The concerned forester developed a hunch that far more was going on with trees than was commonly known and that there is an unidentified nutritive power that monocultural reseeding of the mountainsides is missing.

After extensive experimentation, Simard proved there is a relationship between trees, saplings, and shrubs. In her illuminating and accessible writing, she argues that a birch tree can supply a fir tree with enough carbon to make seeds reproduce and that the amount of carbon transferred depends upon the need determined by access to light.

The more shade a birch makes over a fir, the more carbon is transferred to the fir to help it survive. Once the fir outgrows the birch and shades it, the energy flow is reversed. This cooperation and reciprocity occur through an underground, thread-like fungal network. She suggests that, just as her family and community come together in times of joy and tragedy to help one another, forest communities do the same.

The author's description of her research into this supportive process reads like a scientific detective story: “Plants use their neural-like physiology to perceive their environment,” she writes. “Their leaves, stems and roots sense and comprehend their surroundings, then alter their physiology-- their growth, ability to forage for nutrients, photosynthetic rates, and closure rates of stomata for saving water.”

Simard’s narrative is smattered with humorous, colorful anecdotes. When dabbling with radioactivity Simard writes: “My wrist lifted slightly in an upbeat, and my Geiger counter wand crackled faintly. ...Strings and woodwinds, brass and percussion, exploding as one, flooding my ears, the movement allegro and intense... the breeze shifting the crowns of my little birches and firs and cedars seem to lift me clear up. ...We were listening to birch communicate with fir.”

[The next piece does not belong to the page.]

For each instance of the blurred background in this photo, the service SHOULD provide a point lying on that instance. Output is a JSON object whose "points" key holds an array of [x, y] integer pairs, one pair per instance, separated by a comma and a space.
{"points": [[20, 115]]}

Her family stories include depictions of the family beagle who created a crisis (and a mess) by becoming trapped in the outhouse, her grandmother who leaped from one floating log to the next in order to cross the Shuswap River, and her cowboy brother who was thrown by a bull at a rodeo.

Simard’s research on plant communication and intelligence is now considered solid by the academy. Her thesis that trees do not just stand there but cooperate and reciprocate with one another continues to grow in acceptance. Her overarching theme of stewardship provides readers with a refreshing and much-needed balance to the disposable and wasteful culture of this time.

“Finding the Mother Tree” is the botany course most have never had. It will be a widely discussed book and change the way many people think about trees.

About the Author:

Suzanne Simard was educated at the University of British Columbia and Oregon State University. She is a professor of forest ecology in the University of British Columbia's Faculty of Forestry.